Evaluating how data from different methods could – or could not – be compared
By Judy Siegel-Itzkovich
Associate Prof. Encarnita Mariotti-Ferrandiz of Sorbonne University’s Immunology, Immunopathology and Immunotherapy (i3) laboratory at Pitié-Salpêtrière Hospital in Paris has headed an 18-member research team that recently published an important paper in Nature Biotechnology.
Entitled “Benchmarking of T cell receptor repertoire profiling methods reveals large systematic biases”, the article‘s data will be shared through the iReceptor Plus gateway.
Mariotti-Ferrandiz headed the team and was involved in the conception, project management and scientific and technical supervision. Prof. David Klatzmann, head of the i3 lab and another prominent iReceptor Plus team member, also contributed to the work. Pierre Barennes, who recently joined iReceptor Plus project, is a PhD fellow under Klatzmann and Mariotti-Ferrandiz supervision, who performed most of the data analysis of the study,
Monitoring the T cell receptor (TCR) repertoire in health and disease can provide key insights into adaptive immune responses, the team wrote. “But the accuracy of current TCR sequencing (TCRseq) methods is unclear.”
In this study, they systematically compared the results of nine commercial and academic TCRseq methods, including six rapid amplification of complementary DNA ends (RACE)-polymerase chain reaction (PCR) and three multiplex-PCR approaches, when applied to the same T cell sample.
“We found marked differences in accuracy and intra- and inter-method reproducibility for T cell receptor α (TRA) and T cell receptor β (TRB) TCR chains. Most methods showed a lower ability to capture TRA than TRB diversity. Low RNA input generated non-representative repertoires. Results from the 5′ RACE-PCR methods were consistent among themselves but differed from the RNA-based multiplex-PCR results,” they wrote.
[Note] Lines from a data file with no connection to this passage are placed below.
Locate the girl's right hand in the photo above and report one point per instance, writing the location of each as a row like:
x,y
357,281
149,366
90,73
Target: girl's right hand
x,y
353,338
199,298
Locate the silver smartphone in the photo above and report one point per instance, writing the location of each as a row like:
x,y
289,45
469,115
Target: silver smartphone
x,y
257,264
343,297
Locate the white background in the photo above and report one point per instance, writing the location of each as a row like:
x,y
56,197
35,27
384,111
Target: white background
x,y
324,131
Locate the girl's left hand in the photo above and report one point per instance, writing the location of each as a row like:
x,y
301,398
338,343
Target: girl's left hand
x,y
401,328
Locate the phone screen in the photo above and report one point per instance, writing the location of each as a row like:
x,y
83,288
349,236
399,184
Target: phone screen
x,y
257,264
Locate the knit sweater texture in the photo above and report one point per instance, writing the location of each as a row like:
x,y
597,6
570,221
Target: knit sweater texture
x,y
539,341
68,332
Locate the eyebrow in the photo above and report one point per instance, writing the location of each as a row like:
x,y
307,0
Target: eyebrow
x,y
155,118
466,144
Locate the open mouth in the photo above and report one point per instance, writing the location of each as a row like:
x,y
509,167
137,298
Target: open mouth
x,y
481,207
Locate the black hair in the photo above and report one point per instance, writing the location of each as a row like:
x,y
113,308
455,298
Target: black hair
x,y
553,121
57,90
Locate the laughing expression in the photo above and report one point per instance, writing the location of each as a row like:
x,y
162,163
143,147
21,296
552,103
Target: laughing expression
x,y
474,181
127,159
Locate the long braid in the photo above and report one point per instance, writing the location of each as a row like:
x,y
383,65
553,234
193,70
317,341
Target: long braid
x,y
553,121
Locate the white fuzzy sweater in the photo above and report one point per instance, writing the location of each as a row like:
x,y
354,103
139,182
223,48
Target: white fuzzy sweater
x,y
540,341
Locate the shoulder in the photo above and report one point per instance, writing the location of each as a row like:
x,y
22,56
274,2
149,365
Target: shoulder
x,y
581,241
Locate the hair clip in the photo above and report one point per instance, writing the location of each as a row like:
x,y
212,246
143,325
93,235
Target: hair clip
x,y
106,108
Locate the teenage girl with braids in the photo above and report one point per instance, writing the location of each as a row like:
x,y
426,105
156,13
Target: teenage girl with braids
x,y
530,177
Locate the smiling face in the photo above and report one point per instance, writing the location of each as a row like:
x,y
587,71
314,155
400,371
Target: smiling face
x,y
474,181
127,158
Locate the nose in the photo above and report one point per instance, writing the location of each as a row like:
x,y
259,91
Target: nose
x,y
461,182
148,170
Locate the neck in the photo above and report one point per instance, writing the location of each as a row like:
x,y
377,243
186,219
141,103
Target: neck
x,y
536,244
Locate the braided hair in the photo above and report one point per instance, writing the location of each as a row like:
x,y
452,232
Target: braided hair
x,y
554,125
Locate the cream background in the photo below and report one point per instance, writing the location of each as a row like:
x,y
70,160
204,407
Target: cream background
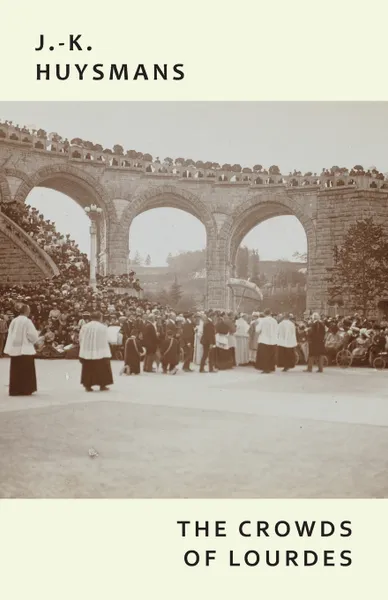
x,y
247,50
118,550
281,50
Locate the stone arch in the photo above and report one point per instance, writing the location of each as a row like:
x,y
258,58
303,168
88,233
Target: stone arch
x,y
82,188
258,209
173,197
67,179
167,196
5,192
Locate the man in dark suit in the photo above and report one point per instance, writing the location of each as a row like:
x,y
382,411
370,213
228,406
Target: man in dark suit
x,y
187,342
150,342
208,342
316,338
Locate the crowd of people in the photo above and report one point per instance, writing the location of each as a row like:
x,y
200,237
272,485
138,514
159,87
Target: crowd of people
x,y
139,332
160,339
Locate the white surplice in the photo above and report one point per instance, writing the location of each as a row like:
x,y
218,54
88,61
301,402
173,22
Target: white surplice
x,y
22,336
287,334
93,340
267,328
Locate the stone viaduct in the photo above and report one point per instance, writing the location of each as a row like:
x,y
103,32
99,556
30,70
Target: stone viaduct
x,y
229,201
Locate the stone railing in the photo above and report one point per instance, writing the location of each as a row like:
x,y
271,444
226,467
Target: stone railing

“Using an in silico meta-repertoire generated from 108 replicates, we found that one genomic DNA-based method and two non-unique molecular identifier (UMI) RNA-based methods were more sensitive than UMI methods in detecting rare clonotypes, despite the better clonotype quantification accuracy of the latter.”
Altogether, this study, unique in its collaborative form to compare methods, revealed major differences but more importantly may allow to build sophisticated algorithms to correct intra- and maybe inter- method bias. This perspective is of utmost importance given the increasing number of publically available datasets.
Associate Prof. Mariotti-Ferrandiz’s main interest as a researcher is diversity of the immune repertoire – how it is physiologically generated and modified in pathological contexts, with a final goal to develop affordable but accurate strategies for the monitoring of the immune response as prognostic, diagnostic and prevention.
She also has experience and knowledge in several experimental models in parasitic infections (cerebral malaria), autoimmune disease (diabetes, systemic lymphoproliferative syndrome and inflammation (colitis) and in translational research with a major focus on autoimmune disorders.
Finally she supervises the development of analytical tools and modelling approaches to allow making biological sense of such complex TCR repertoire data. She gains her expertise through her successive position at Institut Pasteur (Paris, France), Riken Institute (Yokohama, Japan) and Sorbonne Université (Paris, France).
The Sorbonne Université lab is working to advance the frontiers of knowledge in Immunology and develop novel immunotherapies, with a dual reductionist and systems biology approach. Within this translational systems immunology project, the team’s focus is on tolerance in health and diseases including the role of TCR repertoire generation and variation in the physio- and pathological processes.